Mittwoch, 21. Februar 1866:
Turnerstick segelte als sein eigener Reeder nordwärts in die den Ausländern offenen Hafenplätze an, bis wir in der Bai von I-mo-tung Anker warfen. Von hier aus wollte Turnerstick hinüber nach den Riu-kiu-Inseln und Japan, wozu ich keine Lust hatte, denn ich gedachte ein wenig landeinwärts zu gehen. Bis über den Chingan hinauf nach der Gobi war es nicht sehr weit, und da ich im Besitz von Papieren war, mit deren Hilfe ich für einen Chinesen gelten konnte, so entschied ich mich am Ende doch, mich von dem alten, wackeren Freund zu trennen, um wenigstens für einige Tage Wüstenluft zu atmen. Ich brachte also meine wenigen Habseligkeiten in Tien-tsin unter. Dann begab ich mich nach einer Herberge, wo ich zwei Männer traf. Einer von ihnen, er hieß Schangü, erbot sich, mein Führer ins Landesinnere zu sein. Ich versorgte mich noch mit Verschiedenem, was mir fehlte, suchte mir dann eins der Pferde aus und war nun zum Aufbruch bereit.
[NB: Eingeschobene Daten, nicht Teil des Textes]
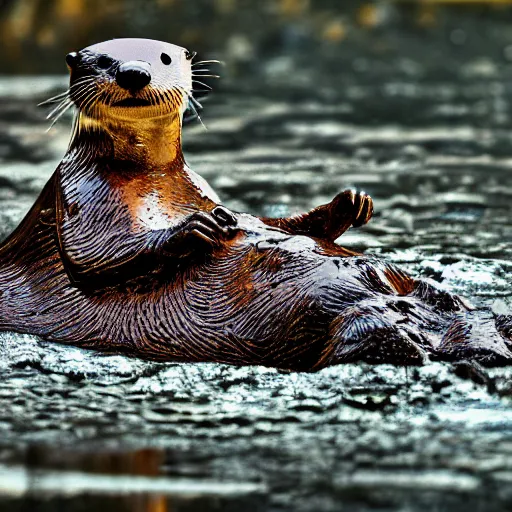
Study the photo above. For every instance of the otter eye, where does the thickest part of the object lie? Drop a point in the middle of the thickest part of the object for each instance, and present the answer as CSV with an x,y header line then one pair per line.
x,y
104,61
72,59
165,59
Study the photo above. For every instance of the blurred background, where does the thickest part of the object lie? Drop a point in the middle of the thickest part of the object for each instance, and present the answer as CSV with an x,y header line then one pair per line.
x,y
408,100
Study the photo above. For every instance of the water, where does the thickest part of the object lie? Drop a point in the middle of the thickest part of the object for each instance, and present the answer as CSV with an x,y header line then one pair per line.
x,y
82,430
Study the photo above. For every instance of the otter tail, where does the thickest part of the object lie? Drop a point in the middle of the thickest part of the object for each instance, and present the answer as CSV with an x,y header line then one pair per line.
x,y
400,320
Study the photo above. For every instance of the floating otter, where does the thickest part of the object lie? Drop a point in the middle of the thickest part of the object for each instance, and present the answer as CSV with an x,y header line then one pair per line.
x,y
127,249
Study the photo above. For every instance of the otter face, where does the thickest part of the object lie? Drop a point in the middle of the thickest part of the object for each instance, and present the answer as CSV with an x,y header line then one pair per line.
x,y
130,79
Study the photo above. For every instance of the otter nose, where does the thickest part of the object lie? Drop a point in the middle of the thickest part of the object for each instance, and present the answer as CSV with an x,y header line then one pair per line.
x,y
133,75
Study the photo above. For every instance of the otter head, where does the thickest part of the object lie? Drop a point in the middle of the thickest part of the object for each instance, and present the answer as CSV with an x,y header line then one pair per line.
x,y
130,79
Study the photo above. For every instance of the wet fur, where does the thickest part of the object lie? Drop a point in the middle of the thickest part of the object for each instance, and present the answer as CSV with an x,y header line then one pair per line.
x,y
107,259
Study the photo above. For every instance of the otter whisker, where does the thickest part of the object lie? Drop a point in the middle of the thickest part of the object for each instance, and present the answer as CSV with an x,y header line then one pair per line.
x,y
54,99
60,114
207,62
66,93
62,104
191,103
205,76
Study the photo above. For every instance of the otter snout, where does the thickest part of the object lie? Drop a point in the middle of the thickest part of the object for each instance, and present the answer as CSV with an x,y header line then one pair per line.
x,y
133,75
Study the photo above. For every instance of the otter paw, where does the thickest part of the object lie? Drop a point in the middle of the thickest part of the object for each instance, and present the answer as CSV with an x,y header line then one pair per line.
x,y
223,216
363,208
209,228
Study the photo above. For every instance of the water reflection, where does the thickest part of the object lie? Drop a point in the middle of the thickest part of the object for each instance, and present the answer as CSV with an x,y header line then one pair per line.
x,y
131,481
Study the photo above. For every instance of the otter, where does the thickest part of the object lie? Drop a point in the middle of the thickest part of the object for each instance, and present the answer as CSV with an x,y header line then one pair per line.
x,y
128,250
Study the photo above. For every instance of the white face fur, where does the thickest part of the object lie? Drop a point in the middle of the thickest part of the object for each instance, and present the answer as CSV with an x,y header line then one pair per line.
x,y
106,78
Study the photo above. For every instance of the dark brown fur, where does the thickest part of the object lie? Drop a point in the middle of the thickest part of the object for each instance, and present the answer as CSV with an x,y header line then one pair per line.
x,y
89,266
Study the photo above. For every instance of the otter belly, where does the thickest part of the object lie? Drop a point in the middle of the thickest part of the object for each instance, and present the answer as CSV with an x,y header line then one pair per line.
x,y
282,301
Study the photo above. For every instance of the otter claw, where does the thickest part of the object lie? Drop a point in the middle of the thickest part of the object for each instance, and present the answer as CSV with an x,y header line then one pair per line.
x,y
223,216
363,208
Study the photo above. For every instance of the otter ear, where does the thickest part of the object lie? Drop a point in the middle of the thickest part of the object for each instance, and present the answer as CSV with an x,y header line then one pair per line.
x,y
72,59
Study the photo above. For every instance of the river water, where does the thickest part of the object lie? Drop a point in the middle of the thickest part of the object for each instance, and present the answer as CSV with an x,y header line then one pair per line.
x,y
433,147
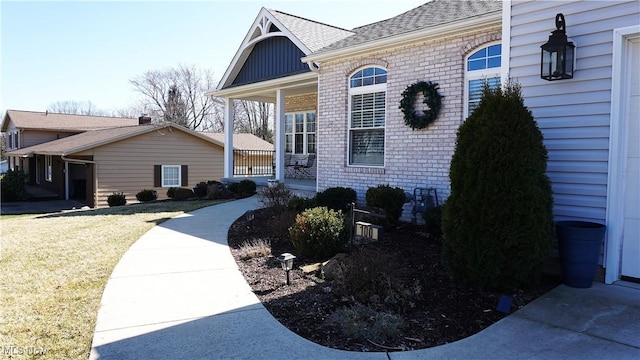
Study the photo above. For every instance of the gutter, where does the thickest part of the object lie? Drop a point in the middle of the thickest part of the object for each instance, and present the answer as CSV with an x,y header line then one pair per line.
x,y
95,177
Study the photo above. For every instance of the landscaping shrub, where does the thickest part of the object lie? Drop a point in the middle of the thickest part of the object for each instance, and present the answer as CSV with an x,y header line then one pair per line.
x,y
280,223
337,198
300,204
366,324
389,199
497,223
201,189
182,194
13,185
319,232
147,195
369,275
117,199
246,187
275,196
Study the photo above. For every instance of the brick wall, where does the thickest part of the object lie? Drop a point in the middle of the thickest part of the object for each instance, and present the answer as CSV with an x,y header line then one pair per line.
x,y
301,102
419,158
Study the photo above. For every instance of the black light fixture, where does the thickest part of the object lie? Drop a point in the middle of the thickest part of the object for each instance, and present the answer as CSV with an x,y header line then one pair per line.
x,y
557,54
286,260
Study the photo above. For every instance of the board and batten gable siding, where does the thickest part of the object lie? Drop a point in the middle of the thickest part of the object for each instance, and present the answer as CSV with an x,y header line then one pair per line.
x,y
573,115
413,159
128,165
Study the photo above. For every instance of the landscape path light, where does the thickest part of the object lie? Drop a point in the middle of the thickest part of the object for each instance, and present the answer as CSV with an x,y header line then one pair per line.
x,y
286,260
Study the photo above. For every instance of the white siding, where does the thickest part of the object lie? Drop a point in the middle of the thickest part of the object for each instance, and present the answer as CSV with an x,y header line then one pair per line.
x,y
574,115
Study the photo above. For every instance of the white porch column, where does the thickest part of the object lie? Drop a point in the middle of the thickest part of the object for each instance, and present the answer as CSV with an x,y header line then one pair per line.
x,y
279,117
228,138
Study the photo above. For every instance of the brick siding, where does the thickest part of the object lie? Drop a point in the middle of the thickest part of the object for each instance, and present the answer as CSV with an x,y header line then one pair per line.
x,y
419,158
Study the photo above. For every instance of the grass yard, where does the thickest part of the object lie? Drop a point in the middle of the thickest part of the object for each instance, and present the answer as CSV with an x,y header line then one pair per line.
x,y
54,269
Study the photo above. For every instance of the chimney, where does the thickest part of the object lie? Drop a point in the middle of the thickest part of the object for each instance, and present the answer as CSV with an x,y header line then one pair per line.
x,y
144,120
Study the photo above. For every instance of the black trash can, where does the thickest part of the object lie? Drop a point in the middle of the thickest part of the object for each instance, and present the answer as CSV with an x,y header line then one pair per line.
x,y
579,243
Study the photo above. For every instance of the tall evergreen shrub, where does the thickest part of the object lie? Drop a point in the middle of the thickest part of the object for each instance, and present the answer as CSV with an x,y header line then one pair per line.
x,y
497,223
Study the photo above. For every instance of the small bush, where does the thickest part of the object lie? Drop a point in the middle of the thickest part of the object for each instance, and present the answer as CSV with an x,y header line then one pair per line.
x,y
337,198
389,199
147,195
433,220
319,232
183,194
201,189
13,186
280,223
275,196
117,199
364,323
300,204
255,248
246,187
370,277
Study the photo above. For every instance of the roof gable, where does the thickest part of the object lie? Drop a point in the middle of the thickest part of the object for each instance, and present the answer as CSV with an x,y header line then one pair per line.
x,y
274,46
47,121
429,15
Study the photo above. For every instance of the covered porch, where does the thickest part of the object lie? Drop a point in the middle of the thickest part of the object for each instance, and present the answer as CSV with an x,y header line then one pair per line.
x,y
294,160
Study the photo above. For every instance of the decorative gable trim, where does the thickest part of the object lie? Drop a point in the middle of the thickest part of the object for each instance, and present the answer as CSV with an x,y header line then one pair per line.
x,y
265,26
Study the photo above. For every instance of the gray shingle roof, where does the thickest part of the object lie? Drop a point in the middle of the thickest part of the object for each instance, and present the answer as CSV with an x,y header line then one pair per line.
x,y
314,35
431,14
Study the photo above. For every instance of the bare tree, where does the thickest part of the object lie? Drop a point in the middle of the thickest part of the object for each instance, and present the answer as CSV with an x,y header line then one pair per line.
x,y
254,118
178,95
75,107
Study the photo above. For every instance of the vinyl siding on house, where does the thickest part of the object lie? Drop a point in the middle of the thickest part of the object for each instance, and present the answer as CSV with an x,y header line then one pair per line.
x,y
127,166
573,115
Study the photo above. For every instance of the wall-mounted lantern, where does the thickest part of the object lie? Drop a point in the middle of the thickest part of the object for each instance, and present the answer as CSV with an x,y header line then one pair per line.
x,y
558,54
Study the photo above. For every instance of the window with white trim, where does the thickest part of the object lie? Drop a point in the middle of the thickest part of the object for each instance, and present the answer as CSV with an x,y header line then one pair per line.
x,y
48,168
483,65
300,132
171,175
367,116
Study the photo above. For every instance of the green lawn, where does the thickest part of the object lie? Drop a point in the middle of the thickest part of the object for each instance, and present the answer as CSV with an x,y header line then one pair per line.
x,y
54,269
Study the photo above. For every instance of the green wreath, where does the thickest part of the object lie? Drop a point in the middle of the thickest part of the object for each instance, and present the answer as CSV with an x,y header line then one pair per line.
x,y
431,97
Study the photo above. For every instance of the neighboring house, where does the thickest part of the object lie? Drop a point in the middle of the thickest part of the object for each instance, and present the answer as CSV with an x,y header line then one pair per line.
x,y
337,93
92,165
251,154
26,128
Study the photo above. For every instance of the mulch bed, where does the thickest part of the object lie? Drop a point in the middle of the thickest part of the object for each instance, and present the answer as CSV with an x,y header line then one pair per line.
x,y
441,310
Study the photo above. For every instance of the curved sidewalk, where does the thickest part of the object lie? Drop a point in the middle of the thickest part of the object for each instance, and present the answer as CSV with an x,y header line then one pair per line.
x,y
178,294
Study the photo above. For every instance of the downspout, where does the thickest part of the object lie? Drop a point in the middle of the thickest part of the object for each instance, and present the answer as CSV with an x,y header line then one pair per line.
x,y
95,176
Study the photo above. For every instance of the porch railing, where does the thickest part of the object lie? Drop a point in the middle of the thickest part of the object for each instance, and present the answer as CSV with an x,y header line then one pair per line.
x,y
253,162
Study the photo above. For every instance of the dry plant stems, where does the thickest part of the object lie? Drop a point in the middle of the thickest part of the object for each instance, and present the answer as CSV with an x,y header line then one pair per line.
x,y
55,267
255,248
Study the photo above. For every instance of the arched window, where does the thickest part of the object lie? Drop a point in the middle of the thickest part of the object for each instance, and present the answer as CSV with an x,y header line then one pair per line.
x,y
367,114
482,65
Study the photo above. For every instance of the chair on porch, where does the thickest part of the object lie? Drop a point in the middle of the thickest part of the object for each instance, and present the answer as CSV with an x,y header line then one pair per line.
x,y
304,170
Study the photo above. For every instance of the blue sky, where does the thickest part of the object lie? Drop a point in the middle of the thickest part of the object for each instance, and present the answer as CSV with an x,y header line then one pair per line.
x,y
88,50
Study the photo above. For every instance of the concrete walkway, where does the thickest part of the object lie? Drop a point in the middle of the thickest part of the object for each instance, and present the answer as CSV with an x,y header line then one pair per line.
x,y
178,294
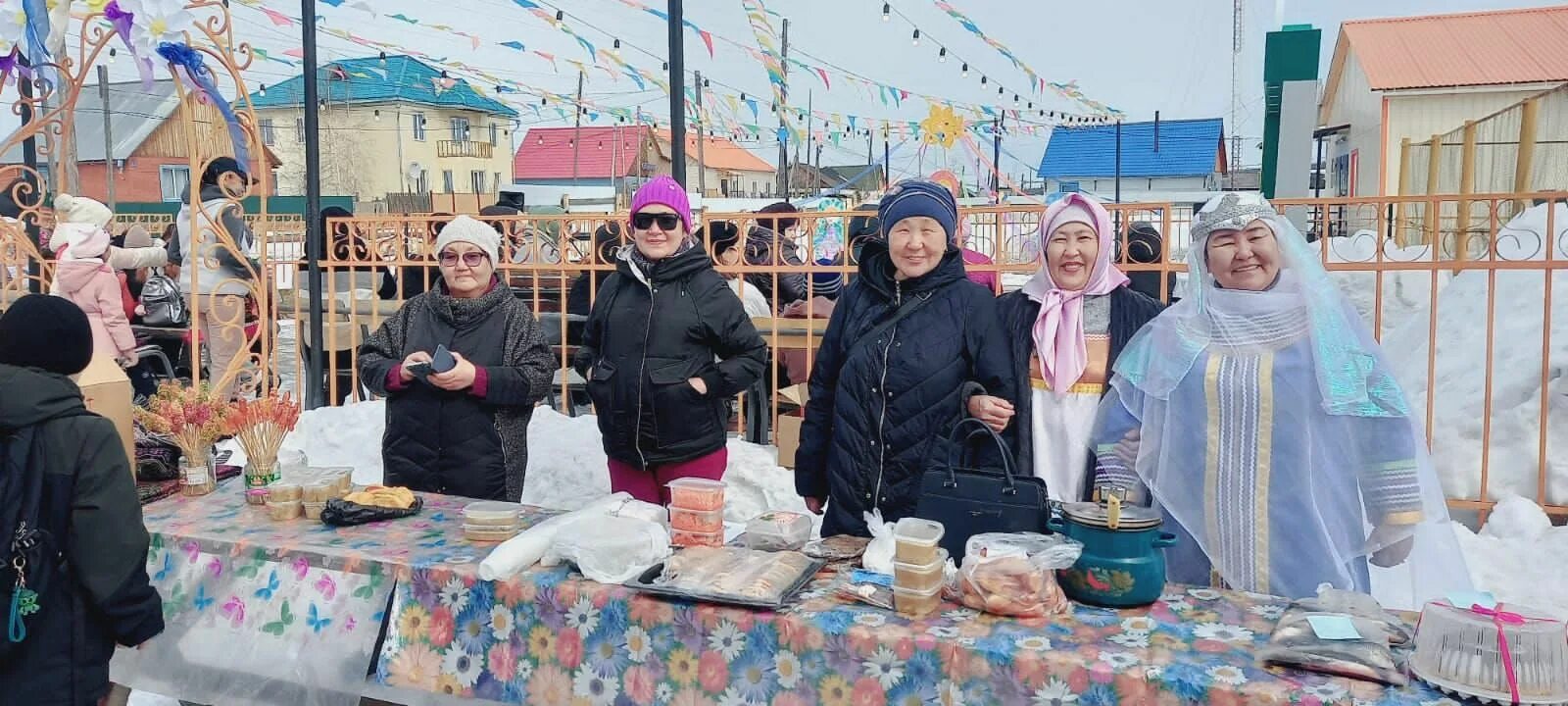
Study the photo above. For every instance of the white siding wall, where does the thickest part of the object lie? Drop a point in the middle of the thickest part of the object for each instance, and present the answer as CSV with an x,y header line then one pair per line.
x,y
1421,115
1356,104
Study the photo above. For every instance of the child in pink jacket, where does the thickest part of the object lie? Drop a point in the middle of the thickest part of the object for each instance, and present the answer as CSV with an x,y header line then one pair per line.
x,y
85,278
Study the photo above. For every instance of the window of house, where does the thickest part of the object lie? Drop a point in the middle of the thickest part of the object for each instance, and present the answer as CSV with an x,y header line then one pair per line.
x,y
174,182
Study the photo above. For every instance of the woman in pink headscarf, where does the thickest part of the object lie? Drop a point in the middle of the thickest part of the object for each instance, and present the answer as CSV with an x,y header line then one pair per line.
x,y
1066,328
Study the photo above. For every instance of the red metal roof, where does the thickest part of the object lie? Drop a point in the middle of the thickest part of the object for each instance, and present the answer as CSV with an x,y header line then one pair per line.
x,y
1468,49
546,153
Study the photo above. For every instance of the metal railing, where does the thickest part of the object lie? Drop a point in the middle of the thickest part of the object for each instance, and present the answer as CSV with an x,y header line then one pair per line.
x,y
1479,327
465,148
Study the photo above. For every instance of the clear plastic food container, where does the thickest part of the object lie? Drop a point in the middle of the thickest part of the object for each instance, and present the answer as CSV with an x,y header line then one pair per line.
x,y
1458,650
919,577
697,494
697,538
916,604
493,514
914,540
697,520
778,530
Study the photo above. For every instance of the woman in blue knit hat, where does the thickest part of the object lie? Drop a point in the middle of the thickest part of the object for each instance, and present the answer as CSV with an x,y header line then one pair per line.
x,y
906,337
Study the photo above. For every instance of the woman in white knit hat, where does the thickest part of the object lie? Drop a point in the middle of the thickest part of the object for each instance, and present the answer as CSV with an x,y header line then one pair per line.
x,y
460,430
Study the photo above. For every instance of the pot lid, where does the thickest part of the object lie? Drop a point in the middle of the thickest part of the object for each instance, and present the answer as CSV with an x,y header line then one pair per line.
x,y
1112,515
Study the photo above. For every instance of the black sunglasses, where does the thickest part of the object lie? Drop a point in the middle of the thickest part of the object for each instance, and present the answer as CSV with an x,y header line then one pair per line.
x,y
470,258
666,222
Sonntag, 25. Februar 1866:
Ich hatte bereits in meinen Knabenjahren von dem ‚Wunderwerk‘ der chinesischen Mauer Schilderungen gelesen. Leider aber sah ich mich enttäuscht, als wir sie nach einigen Tagen erreichten, denn was ich von ihr erblickte, war nur ein wüster Schutthaufen, von dem aus einzelne Seitenstreifen noch hier und dort in der Ferne verliefen. Ich lernte sie gerade an einer Stelle kennen, wo sie aufgehört hat, als Mauer zu dienen. Gegen Abend machten wir bei einer Herde Halt, die aus Pferden, Ochsen, Eseln und Schafen bestand und von Hirten getrieben wurde, die unter dem Befehl eines Lamas standen. Wir erzählten, dass wir nach Bogdy-ola wollten, wo ein ‚Heiliger‘ in einer Höhle wohnte. Der Lama, der ein Schabi, also Schüler eines buddhistischen Klosters war, wollte dem ‚Heiligen‘ den Erlös aus dem Verkauf der Herde bringen, damit dieser dort ein Kloster bauen konnte.
Montag, 26. Februar 1866:
Wir kamen dadurch ins Erzählen über unsere Religionen und die Sterne stiegen höher und höher; das Feuer verlöschte, es wurde kalt, endlich graute der Morgen und wir verabschiedeten uns von dem Schabi. Je mehr wir uns dem Wohnort des großen Heiligen näherten, desto reger wurde der Verkehr. Reiter auf Pferden, zuweilen auch bereits auf baktrischen3 Kamelen, begegneten uns oder eilten von rechts und links derselben Richtung entgegen. Der Schabi hatte uns erzählt, dass acht Russen bereits seit langer Zeit Schüler des großen Heiligen seien, und ich muss sagen, dass ich begierig auf die Bekanntschaft dieser Russen war. Es war mir nicht möglich, zu glauben, dass acht Christen eines solchen geistigen Rückschritts fähig sein könnten. Endlich erreichten wir Bogdy-ola. Es war nichts als ein großes und sehr weitläufiges Zeltlager. Schon von Weitem konnte ich die ‚Padma‘ des Heiligen erkennen. Der Berg stieg nach der Ebene zu fast senkrecht empor und trug hoch oben in der Nähe des Gipfels eine Höhle. Von der Höhle hingen zwei Seile herab, die den einzigen Weg bildeten, zum Heiligen zu gelangen. Übrigens war das Leben und Treiben des Ortes kein rein religiöses. Es hatten sich chinesische Krämer und Geldwechsler eingefunden.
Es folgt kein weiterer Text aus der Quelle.